Magnetically-induced buckling of a whirling conducting rod with applications to electrodynamic space tethers

TL;DR

This paper investigates how magnetic fields influence the stability and buckling behavior of conducting elastic rods, with implications for space tethers and nanoscale wires, revealing complex bifurcation phenomena and secondary instabilities.

Contribution

It provides a detailed analysis of magnetic buckling and instability in conducting rods using Kirchhoff equations, including post-buckling configurations and secondary instabilities, extending understanding of electrodynamic tether stability.

Findings

Magnetic buckling exhibits a degenerate bifurcation structure.

Transverse anisotropy and angular velocity unfold the bifurcation.

Various secondary instabilities are identified through linear stability analysis.

Abstract

We study the effect of a magnetic field on the behaviour of a slender conducting elastic structure, motivated by stability problems of electrodynamic space tethers. Both statical (buckling) and dynamical (whirling) instability are considered and we also compute post-buckling configurations.
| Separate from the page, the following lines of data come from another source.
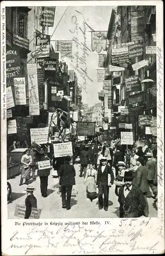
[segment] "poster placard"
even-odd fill
[[[50,168],[50,160],[39,161],[37,162],[37,164],[39,170]]]
[[[77,122],[77,135],[94,136],[95,131],[95,123],[92,122]]]
[[[24,219],[25,213],[26,210],[26,206],[21,204],[16,204],[14,216],[16,217]],[[32,208],[31,214],[29,219],[40,219],[41,213],[41,209],[37,209],[37,208]]]
[[[47,142],[49,127],[31,128],[31,144],[34,142],[38,144],[45,144]]]
[[[121,138],[122,145],[133,145],[132,132],[121,132]]]
[[[54,157],[73,156],[72,143],[70,142],[53,144],[53,150]]]

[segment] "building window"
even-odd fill
[[[18,34],[21,37],[26,37],[26,17],[25,14],[18,14]]]

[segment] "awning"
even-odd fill
[[[124,68],[122,68],[121,67],[118,67],[116,66],[109,65],[109,71],[110,72],[117,72],[124,71]]]

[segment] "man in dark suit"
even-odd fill
[[[124,174],[125,185],[119,191],[120,218],[138,218],[142,216],[146,206],[146,200],[141,189],[132,184],[133,172]]]
[[[70,209],[70,199],[73,185],[75,184],[75,176],[76,175],[74,167],[70,164],[70,157],[66,157],[64,164],[58,171],[59,184],[61,185],[61,196],[62,200],[62,208]],[[66,194],[67,199],[66,200]]]
[[[149,192],[149,186],[147,180],[148,169],[144,166],[144,161],[145,159],[142,157],[139,157],[136,160],[136,164],[138,168],[134,174],[133,184],[140,187],[143,193],[146,203],[146,206],[144,211],[144,215],[146,217],[148,217],[149,208],[147,195]]]
[[[98,187],[99,209],[102,209],[103,201],[102,195],[104,195],[104,209],[107,211],[108,207],[109,187],[114,183],[114,176],[111,166],[106,164],[106,158],[102,157],[100,159],[101,164],[99,166],[96,185]],[[111,181],[108,180],[108,175],[111,176]]]

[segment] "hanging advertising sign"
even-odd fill
[[[156,46],[146,46],[146,54],[156,54]]]
[[[17,124],[16,119],[7,121],[8,134],[17,133]]]
[[[77,122],[76,135],[80,136],[94,136],[95,123],[92,122]]]
[[[139,116],[139,126],[150,126],[151,115],[143,115]]]
[[[6,108],[10,109],[15,106],[11,86],[6,88]]]
[[[106,57],[106,54],[99,54],[98,57],[98,67],[104,68]]]
[[[137,70],[138,69],[141,69],[141,68],[143,68],[145,66],[148,66],[149,61],[147,59],[144,59],[141,61],[139,61],[139,62],[135,63],[132,65],[132,68],[133,70]]]
[[[30,115],[39,115],[37,63],[27,64]]]
[[[25,77],[14,78],[15,102],[16,105],[26,104]]]
[[[125,78],[125,83],[126,93],[141,91],[141,84],[138,75]]]
[[[42,7],[40,26],[42,27],[53,27],[55,11],[55,7]]]
[[[42,34],[36,30],[36,50],[37,54],[35,55],[36,58],[44,58],[49,57],[50,53],[50,36]]]
[[[133,145],[132,132],[121,132],[121,145]]]
[[[65,57],[70,58],[72,55],[72,40],[57,40],[55,41],[55,51],[61,52],[61,59]]]
[[[102,50],[105,51],[107,31],[92,31],[91,32],[91,48],[93,52],[99,53]]]
[[[31,144],[37,142],[38,144],[46,144],[47,142],[49,127],[31,128],[30,130]]]
[[[102,82],[104,80],[105,70],[97,69],[97,82]]]
[[[63,157],[73,156],[72,142],[53,144],[54,157]]]
[[[128,58],[132,58],[139,56],[143,56],[143,42],[139,42],[128,46]]]

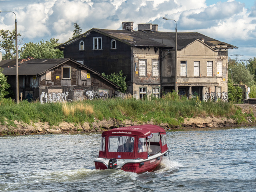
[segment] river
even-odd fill
[[[98,133],[0,137],[0,191],[256,191],[255,127],[167,134],[169,156],[138,174],[95,169]]]

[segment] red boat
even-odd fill
[[[116,169],[137,173],[153,171],[168,149],[161,127],[144,125],[115,128],[102,134],[96,169]]]

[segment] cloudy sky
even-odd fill
[[[74,23],[92,28],[122,29],[122,22],[158,25],[159,31],[198,32],[238,47],[229,56],[256,57],[256,0],[0,0],[0,10],[17,15],[24,42],[54,38],[64,42]],[[12,30],[15,16],[0,13],[0,30]]]

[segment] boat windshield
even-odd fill
[[[133,152],[134,137],[110,136],[108,137],[109,152]]]

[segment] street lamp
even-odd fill
[[[0,13],[13,13],[15,15],[15,44],[16,49],[16,102],[17,104],[19,103],[19,72],[18,69],[18,35],[17,34],[17,17],[16,14],[12,11],[1,11],[0,10]]]
[[[177,22],[176,22],[176,21],[174,20],[173,19],[168,19],[165,17],[163,17],[163,19],[174,21],[175,22],[175,23],[176,24],[176,27],[175,28],[175,66],[174,66],[174,68],[175,68],[175,82],[174,83],[174,88],[175,91],[176,93],[178,93],[178,87],[177,86]]]

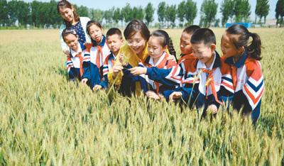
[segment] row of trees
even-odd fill
[[[53,26],[56,27],[62,23],[62,20],[56,10],[57,1],[40,2],[33,1],[26,3],[22,1],[0,0],[0,25],[13,26],[16,22],[19,26],[32,25],[35,27]],[[204,27],[211,26],[218,26],[220,19],[216,18],[218,4],[215,0],[203,0],[200,9],[200,25]],[[175,27],[178,22],[179,26],[190,25],[197,16],[198,12],[197,4],[193,0],[184,0],[178,5],[168,5],[160,2],[155,9],[151,3],[145,8],[142,6],[131,7],[126,4],[124,7],[115,8],[102,11],[100,9],[88,9],[86,6],[75,6],[77,13],[82,16],[88,16],[92,19],[104,23],[104,26],[115,26],[128,23],[131,19],[144,20],[148,26],[154,20],[156,11],[160,27]],[[248,0],[223,0],[220,5],[222,13],[221,23],[224,26],[228,22],[249,21],[251,5]],[[266,22],[269,11],[268,0],[257,0],[256,15],[259,17],[259,23],[262,18]],[[283,23],[284,0],[278,0],[275,16],[278,23]],[[177,21],[178,20],[178,21]],[[256,22],[256,17],[255,22]]]

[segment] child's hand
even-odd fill
[[[212,114],[215,114],[218,112],[217,107],[214,104],[211,104],[210,106],[208,106],[207,111],[209,110],[212,111]]]
[[[148,98],[154,99],[156,100],[158,100],[160,99],[160,96],[158,95],[155,92],[153,92],[153,91],[147,91],[146,94],[146,96]]]
[[[167,57],[167,60],[171,60],[173,62],[176,62],[175,57],[174,55],[170,55],[168,57]]]
[[[87,81],[88,81],[88,79],[87,78],[84,78],[84,79],[82,79],[81,82],[85,84],[87,84]]]
[[[143,67],[134,67],[131,69],[129,69],[130,72],[133,75],[140,75],[142,74],[146,74],[147,68]]]
[[[69,56],[70,55],[70,52],[68,50],[64,50],[63,53],[66,55],[66,57]]]
[[[182,92],[174,92],[170,95],[170,100],[173,101],[174,99],[178,99],[181,98],[182,96]]]
[[[119,62],[121,64],[122,66],[127,66],[129,65],[128,60],[126,56],[124,56],[124,52],[121,52],[119,55]]]
[[[99,85],[99,84],[96,84],[94,87],[93,87],[93,90],[94,90],[94,91],[97,91],[97,90],[99,90],[99,89],[102,89],[102,86],[101,85]]]
[[[115,79],[119,72],[122,71],[124,67],[121,66],[121,65],[114,65],[112,67],[112,78]]]

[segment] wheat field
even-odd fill
[[[179,53],[182,30],[166,31]],[[224,29],[213,31],[220,50]],[[250,31],[264,48],[256,126],[234,110],[200,120],[165,101],[92,92],[67,80],[58,30],[0,31],[0,165],[283,165],[284,29]]]

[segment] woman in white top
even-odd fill
[[[67,0],[60,1],[57,6],[58,13],[64,20],[64,23],[60,28],[61,48],[66,55],[70,54],[70,48],[62,38],[62,32],[66,28],[73,28],[78,35],[79,42],[82,44],[91,43],[91,39],[86,31],[87,23],[90,21],[87,17],[80,17],[76,9]]]

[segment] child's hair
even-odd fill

The equations used are the geometrically exact Kirchhoff equations. Magnetic buckling of a welded rod is found to be described by a surprisingly degenerate bifurcation, which is unfolded when both transverse anisotropy of the rod and angular velocity are considered. By solving the linearised equations about the (quasi-) stationary solutions we find various secondary instabilities. Our results are relevant for current designs of electrodynamic space tethers and potentially for future applications in nano- and molecular wires.